“Eu já disse que a capacidade de nos surpreendermos é a única coisa de que precisamos para nos tornarmos bons filósofos? Se não o disse, digo-o agora: A CAPACIDADE DE NOS SURPREENDERMOS É A ÚNICA COISA DE QUE PRECISAMOS PARA NOS TORNARMOS BONS FILÓSOFOS.
Todas as crianças pequenas possuem essa capacidade, isso é óbvio. Com poucos meses de vida, começam a aperceber-se de uma realidade completamente nova. Mas quando crescem, esta capacidade parece diminuir. Qual será o motivo? (...).
Será a minha tarefa impedir que tu (...) te tornes uma daquelas pessoas para quem o mundo é evidente. (...)
Aparentemente, perdemos durante a nossa infância a capacidade de nos surpreendermos com o mundo. Mas com isso, perdemos algo essencial – algo que os filósofos querem reavivar. Porque em nós algo nos diz que a vida é um grande mistério. Já tivemos essa sensação muito antes de termos aprendido a pensar nisso.

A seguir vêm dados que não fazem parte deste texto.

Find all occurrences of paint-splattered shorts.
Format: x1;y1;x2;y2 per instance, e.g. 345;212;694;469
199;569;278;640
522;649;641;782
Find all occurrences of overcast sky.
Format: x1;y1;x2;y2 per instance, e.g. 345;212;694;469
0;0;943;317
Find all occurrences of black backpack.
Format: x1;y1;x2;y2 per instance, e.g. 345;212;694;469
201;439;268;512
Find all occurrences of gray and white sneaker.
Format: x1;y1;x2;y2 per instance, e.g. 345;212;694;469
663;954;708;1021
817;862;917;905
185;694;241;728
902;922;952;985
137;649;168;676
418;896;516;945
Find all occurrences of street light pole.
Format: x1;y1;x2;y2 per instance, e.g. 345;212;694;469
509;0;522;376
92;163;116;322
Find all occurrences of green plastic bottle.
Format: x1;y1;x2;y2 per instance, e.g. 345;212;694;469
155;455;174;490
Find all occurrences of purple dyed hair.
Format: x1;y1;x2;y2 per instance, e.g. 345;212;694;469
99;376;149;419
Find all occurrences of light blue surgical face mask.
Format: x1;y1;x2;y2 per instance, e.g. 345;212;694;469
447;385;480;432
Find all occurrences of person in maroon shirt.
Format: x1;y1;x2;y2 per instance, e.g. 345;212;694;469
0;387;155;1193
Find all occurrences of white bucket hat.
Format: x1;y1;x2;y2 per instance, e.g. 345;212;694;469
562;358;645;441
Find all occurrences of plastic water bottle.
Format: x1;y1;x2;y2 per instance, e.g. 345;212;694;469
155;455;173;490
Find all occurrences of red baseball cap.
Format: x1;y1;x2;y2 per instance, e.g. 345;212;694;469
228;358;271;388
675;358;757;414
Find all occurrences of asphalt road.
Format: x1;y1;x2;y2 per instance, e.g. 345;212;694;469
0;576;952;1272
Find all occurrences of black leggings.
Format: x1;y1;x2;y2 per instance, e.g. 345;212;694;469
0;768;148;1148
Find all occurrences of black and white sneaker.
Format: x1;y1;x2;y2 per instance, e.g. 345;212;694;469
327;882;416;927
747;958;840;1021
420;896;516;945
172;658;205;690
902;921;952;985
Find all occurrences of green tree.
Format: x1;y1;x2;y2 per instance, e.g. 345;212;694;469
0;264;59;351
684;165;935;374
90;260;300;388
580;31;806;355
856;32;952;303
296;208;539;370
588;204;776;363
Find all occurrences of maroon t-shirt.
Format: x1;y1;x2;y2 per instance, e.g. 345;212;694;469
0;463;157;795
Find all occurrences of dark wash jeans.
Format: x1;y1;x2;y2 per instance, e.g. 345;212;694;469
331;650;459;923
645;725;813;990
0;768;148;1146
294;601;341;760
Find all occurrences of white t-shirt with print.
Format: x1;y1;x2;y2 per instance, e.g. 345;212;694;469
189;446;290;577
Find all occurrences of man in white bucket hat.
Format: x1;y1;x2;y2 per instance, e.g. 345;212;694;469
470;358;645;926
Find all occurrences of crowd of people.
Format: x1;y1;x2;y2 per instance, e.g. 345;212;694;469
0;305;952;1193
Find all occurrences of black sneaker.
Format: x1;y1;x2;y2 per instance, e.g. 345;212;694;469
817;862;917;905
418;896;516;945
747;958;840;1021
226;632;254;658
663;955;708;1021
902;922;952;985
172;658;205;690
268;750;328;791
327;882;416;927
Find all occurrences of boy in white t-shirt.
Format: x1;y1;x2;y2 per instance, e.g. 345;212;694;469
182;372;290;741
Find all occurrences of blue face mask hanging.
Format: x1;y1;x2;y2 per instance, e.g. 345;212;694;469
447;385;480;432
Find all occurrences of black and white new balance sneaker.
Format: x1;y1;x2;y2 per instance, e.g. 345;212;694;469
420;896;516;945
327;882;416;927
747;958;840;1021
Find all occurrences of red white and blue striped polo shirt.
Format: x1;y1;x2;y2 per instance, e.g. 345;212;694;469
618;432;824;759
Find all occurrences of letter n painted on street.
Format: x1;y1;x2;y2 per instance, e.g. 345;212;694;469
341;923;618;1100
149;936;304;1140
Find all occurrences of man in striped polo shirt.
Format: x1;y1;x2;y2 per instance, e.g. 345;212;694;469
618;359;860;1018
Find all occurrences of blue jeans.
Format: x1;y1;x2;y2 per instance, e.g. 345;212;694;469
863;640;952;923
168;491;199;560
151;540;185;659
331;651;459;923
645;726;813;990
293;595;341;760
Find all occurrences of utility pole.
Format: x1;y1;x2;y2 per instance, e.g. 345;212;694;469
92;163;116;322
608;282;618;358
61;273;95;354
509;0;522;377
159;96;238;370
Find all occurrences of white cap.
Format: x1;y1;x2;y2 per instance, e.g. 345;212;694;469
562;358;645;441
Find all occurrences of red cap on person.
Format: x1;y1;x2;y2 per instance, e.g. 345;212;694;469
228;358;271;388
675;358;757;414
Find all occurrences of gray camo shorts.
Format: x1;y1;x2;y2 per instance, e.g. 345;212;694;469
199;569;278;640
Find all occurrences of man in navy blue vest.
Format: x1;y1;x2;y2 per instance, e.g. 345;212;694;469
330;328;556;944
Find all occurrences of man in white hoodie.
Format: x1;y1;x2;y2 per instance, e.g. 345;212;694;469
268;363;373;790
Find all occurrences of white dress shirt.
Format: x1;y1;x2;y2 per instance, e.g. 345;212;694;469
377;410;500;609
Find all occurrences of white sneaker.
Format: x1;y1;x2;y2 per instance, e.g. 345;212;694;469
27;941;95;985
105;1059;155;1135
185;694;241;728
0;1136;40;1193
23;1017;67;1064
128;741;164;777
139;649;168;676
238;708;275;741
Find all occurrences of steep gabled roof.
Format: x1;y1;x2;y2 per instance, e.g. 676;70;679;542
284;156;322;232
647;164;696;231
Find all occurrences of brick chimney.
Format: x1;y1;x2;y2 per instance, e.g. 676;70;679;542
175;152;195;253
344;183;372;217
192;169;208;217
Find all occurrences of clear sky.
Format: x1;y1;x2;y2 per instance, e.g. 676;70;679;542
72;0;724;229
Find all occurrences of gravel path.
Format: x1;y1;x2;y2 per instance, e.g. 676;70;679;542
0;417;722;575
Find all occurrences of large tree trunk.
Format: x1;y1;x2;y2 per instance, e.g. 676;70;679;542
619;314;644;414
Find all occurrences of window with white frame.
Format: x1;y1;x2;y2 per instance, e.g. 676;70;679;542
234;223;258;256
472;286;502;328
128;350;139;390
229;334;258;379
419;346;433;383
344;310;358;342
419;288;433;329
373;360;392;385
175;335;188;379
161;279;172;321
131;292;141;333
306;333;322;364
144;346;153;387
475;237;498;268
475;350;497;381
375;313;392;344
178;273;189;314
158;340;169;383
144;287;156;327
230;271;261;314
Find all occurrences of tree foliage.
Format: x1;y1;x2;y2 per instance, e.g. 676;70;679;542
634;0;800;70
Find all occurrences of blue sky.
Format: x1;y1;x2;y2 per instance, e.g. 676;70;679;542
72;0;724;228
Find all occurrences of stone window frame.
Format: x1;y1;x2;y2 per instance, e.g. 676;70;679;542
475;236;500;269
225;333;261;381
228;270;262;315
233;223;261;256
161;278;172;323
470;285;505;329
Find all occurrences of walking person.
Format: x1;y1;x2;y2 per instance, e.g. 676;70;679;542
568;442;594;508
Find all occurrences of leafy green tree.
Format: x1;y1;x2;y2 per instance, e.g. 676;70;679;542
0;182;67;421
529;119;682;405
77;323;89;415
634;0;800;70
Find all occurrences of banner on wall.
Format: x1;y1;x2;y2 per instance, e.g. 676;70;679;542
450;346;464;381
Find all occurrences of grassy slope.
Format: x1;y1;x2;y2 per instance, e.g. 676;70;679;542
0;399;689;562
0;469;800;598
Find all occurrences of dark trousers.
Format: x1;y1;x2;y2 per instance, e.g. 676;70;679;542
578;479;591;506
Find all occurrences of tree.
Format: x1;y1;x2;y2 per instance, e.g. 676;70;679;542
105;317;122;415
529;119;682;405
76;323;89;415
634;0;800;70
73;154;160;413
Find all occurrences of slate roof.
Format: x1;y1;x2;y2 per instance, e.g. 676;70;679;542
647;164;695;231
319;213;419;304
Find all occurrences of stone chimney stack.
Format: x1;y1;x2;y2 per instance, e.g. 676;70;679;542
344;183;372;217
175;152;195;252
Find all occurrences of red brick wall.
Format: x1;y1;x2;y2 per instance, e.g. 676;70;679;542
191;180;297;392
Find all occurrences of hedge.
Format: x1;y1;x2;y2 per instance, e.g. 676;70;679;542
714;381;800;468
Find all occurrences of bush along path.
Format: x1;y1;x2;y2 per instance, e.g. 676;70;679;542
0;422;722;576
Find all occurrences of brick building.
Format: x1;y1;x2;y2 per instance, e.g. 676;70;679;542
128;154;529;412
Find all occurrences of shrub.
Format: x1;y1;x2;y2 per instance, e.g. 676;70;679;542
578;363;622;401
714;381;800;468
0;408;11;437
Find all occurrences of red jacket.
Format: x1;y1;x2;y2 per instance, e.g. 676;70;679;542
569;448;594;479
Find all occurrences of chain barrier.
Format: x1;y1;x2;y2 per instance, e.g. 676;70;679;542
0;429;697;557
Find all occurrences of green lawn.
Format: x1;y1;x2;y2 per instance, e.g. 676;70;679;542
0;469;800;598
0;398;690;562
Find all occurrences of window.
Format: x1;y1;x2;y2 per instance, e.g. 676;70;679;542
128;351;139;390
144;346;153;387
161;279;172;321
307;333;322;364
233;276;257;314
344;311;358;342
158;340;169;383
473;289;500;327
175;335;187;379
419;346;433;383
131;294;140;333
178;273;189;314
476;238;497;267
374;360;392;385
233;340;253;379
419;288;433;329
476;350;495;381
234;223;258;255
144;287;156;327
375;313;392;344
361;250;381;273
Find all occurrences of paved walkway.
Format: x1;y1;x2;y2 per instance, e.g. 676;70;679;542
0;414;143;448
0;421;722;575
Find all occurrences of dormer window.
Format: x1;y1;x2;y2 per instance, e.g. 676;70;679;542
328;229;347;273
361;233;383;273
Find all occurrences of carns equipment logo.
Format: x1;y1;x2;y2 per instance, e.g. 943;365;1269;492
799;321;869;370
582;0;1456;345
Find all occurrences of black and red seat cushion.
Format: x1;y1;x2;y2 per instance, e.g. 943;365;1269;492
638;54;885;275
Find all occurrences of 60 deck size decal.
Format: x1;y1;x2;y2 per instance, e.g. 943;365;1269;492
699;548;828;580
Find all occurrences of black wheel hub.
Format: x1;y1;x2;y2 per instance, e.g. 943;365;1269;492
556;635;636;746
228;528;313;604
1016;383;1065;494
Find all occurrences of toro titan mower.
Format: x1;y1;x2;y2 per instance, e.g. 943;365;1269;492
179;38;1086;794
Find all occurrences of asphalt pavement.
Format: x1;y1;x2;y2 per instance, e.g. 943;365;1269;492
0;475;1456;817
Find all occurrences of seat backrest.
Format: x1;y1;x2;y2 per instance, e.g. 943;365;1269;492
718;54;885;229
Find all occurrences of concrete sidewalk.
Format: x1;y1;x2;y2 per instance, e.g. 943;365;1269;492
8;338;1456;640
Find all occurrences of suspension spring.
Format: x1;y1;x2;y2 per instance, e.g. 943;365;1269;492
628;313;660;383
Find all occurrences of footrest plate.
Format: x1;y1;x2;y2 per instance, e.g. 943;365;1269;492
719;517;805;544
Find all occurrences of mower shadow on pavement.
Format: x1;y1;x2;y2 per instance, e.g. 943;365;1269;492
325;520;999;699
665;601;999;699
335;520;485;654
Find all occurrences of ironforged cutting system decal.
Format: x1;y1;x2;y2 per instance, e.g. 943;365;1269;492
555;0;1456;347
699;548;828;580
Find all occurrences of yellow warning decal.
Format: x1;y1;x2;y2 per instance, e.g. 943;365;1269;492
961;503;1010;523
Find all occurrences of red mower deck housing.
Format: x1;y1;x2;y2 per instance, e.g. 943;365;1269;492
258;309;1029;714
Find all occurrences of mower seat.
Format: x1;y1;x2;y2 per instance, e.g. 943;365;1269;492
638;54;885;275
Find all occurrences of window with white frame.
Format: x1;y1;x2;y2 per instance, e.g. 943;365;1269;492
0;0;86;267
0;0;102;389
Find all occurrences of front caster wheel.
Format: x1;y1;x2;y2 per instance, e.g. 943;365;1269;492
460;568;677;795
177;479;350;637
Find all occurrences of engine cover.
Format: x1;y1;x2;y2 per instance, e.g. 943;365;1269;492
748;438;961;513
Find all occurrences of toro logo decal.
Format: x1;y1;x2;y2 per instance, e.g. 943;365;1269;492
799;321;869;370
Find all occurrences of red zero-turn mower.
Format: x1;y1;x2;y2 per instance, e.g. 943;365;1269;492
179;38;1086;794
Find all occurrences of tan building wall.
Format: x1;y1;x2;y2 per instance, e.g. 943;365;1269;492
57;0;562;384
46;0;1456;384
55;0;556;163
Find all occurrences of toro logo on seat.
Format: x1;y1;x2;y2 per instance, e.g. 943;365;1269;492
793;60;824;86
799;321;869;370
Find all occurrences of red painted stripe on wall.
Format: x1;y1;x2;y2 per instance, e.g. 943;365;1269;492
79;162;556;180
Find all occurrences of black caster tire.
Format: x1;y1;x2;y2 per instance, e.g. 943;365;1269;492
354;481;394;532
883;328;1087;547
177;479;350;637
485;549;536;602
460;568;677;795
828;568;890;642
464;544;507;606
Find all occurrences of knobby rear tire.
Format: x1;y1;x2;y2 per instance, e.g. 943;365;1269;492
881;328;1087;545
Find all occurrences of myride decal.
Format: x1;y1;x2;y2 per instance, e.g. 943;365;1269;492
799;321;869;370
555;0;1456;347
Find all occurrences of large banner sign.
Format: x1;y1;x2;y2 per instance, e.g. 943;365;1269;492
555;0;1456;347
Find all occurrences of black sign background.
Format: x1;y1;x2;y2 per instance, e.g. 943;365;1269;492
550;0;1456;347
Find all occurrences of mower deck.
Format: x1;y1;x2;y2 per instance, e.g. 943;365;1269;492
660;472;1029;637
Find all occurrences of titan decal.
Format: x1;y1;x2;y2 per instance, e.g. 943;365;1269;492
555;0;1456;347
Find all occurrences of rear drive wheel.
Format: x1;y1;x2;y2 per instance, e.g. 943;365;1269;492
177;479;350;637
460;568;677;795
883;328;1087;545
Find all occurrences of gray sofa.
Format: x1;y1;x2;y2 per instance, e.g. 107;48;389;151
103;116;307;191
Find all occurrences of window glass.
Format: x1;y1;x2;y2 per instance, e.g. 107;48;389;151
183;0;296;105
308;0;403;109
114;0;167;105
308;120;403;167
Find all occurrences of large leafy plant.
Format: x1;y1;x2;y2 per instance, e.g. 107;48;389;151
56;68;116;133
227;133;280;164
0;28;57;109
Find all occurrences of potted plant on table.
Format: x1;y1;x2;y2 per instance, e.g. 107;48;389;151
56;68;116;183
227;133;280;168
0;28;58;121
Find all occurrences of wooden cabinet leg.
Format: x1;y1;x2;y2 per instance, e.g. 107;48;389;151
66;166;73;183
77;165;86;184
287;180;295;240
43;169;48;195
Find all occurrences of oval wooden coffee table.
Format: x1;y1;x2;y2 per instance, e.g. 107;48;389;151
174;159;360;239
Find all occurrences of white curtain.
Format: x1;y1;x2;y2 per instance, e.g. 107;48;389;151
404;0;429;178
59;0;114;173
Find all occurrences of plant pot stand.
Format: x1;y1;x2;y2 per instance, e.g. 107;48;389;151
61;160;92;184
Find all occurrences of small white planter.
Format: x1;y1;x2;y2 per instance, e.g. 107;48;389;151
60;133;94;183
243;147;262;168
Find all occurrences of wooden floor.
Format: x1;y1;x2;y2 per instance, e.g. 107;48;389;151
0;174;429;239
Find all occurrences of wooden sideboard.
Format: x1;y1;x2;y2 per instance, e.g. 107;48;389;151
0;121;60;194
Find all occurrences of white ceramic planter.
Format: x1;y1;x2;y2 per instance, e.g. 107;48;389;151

Vou ser mais preciso: apesar de todas as questões filosóficas dizerem respeito a todos os homens, nem todos os homens se tornam filósofos. Por diversos motivos, a maior parte está presa de tal forma ao quotidiano que o espanto perante a vida é muito escasso. (...).
Para as crianças, o mundo – e tudo o que existe nele – é uma coisa nova, uma coisa que provoca estupefacção. Os adultos não o vêem assim. A maior parte dos adultos vê o mundo como qualquer coisa completamente normal.
Os filósofos constituem uma excepção notável. Um filósofo nunca se conseguiu habituar completamente ao mundo. Para um filósofo ou para uma filósofa o mundo é ainda imcompreensível, inclusivamente enigmático e misterioso. Os filósofos e as crianças pequenas possuem uma importante qualidade em comum. Podes dizer que um filósofo permace durante toda a sua vida tão capaz de se surpreender como uma criança pequena.
E agora tens que te decidir, (...): és uma criança que ainda não se habituou ao mundo? Ou és um(a) filósofo(a) que pode jurar que isso nunca lhe acontecerá?
Se abanas a cabeça e não te sentes nem como criança nem como filósofo(a), é porque te acostumaste tão bem ao mundo que este já não te surpreende. Nesse caso o perigo está eminente. Por isso te ofereço este curso de filosofia, para prevenir. Não quero que tu pertenças à categoria dos apáticos e dos indiferentes. Quero que vivas a tua vida de modo consciente.”